So many of us take the ability to hop into our car and travel wherever we like as a given. That is until we lose that very freedom to do so. In short, knowing your rights in a car accident is important.
Effectively, it can be an extremely traumatic occurrence, especially if it wasn’t your fault. As a result of the collision, you may have suffered serious injury and damage to the vehicle. If so, it’s essential that you understand and protect your rights in a car accident. Particularly if the accident comes down to someone else’s carelessness.
- knowing what these rights are, and;
- the next steps that you’ll need to take.
Here are your rights in a car accident
To call 999
Whether or not you’re at fault, you have every right to call emergency services and receive necessary treatment. Even if the other party:
- pleads with you not to phone for emergency help, or;
- is keen to resolve the case between you both.
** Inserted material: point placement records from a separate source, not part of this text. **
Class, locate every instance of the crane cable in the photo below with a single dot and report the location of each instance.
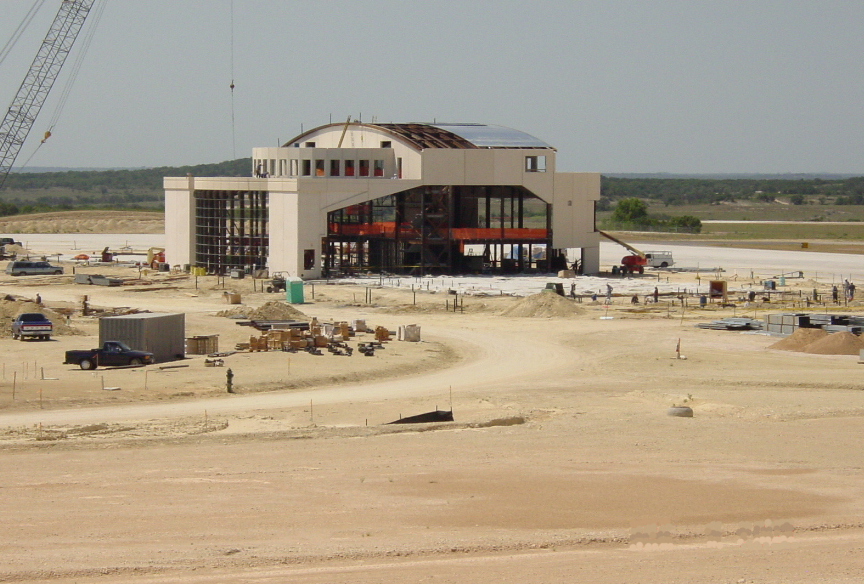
(25, 22)
(67, 88)
(233, 129)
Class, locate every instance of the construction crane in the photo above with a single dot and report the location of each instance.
(39, 80)
(638, 259)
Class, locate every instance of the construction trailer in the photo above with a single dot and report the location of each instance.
(163, 334)
(418, 199)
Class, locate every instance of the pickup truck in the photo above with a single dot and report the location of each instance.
(33, 325)
(112, 354)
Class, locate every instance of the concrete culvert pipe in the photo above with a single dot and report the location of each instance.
(680, 412)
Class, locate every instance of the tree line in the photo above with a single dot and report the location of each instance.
(142, 188)
(692, 191)
(101, 189)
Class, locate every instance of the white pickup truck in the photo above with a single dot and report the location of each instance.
(33, 325)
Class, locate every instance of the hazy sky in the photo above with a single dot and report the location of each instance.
(687, 86)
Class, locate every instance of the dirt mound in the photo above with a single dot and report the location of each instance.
(842, 343)
(85, 222)
(544, 304)
(273, 310)
(799, 340)
(12, 307)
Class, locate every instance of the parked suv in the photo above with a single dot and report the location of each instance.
(21, 268)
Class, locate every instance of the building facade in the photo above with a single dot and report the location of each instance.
(414, 198)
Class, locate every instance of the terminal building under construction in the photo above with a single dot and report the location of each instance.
(417, 198)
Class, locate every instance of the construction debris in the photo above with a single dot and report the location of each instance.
(732, 324)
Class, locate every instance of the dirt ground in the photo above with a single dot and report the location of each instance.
(562, 464)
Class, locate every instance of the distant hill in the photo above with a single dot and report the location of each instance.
(63, 190)
(735, 175)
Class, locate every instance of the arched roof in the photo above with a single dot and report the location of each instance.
(435, 135)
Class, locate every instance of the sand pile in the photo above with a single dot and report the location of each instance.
(9, 309)
(799, 340)
(544, 304)
(273, 310)
(842, 343)
(819, 342)
(85, 222)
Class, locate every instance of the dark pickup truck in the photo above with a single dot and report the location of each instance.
(33, 325)
(112, 354)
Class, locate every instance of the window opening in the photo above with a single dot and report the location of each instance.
(535, 164)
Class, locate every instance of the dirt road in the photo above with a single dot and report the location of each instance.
(560, 463)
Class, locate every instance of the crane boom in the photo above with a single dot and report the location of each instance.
(629, 247)
(40, 78)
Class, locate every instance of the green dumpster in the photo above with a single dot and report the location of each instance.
(294, 290)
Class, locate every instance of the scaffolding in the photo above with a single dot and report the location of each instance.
(442, 230)
(231, 230)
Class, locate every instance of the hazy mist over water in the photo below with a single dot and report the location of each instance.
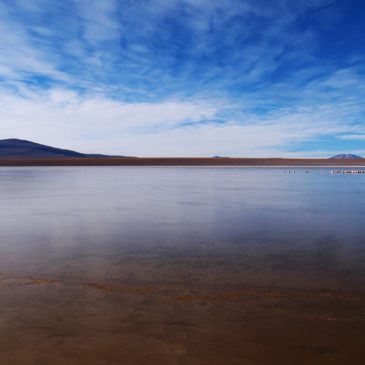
(161, 266)
(309, 224)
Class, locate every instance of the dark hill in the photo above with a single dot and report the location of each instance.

Regardless, it’s still essential that you call the police or emergency services, as you may suffer from internal injuries. A police report is also an important form of evidence in dealing with insurance and making a claim. Therefore, don’t let the other party talk you out of it: think about the best interests of the other party.
To receive compensation
If you were injured in the accident or your vehicle was damaged, you have the right to make a claim against the person or group of people responsible for the incident. Always be sure to take as many photographs as you can. Namely, pictures of the damage to both vehicles, as well as external injuries you may suffer from. If you think you’re suffering from a severe injury, it’s wise to make a medical injury claim. Also be sure to capture photos of road conditions, streets signs or anything other potential collision factors.
To talk to witnesses
If you notice that there are any witnesses around, you need them on the record. Take note of their name and contact details, as it’s information you may need these for insurance or compensation purposes. You should always encourage any witnesses to recall their point of view of what they saw to the police. In turn, their testimony is a vital aspect in the police report and result in you getting what you deserve.
To remain silent
After the accident has occurred, you have the right to remain silent. You don’t have to contact the other party, their insurance company or solicitors. If the other party continuously and needlessly harasses you over the case, you need to alert the police.
Not to apologise
Although you’re in shock after the accident, try to maintain calm. Above all, continually apologising to the other party is a No-No. Such a simple phrase can determine whether or not you will end up taking full responsibility for the accident. Therefore, even if you believe you’re in the wrong, wait until the release of the details before you settle on taking the blame.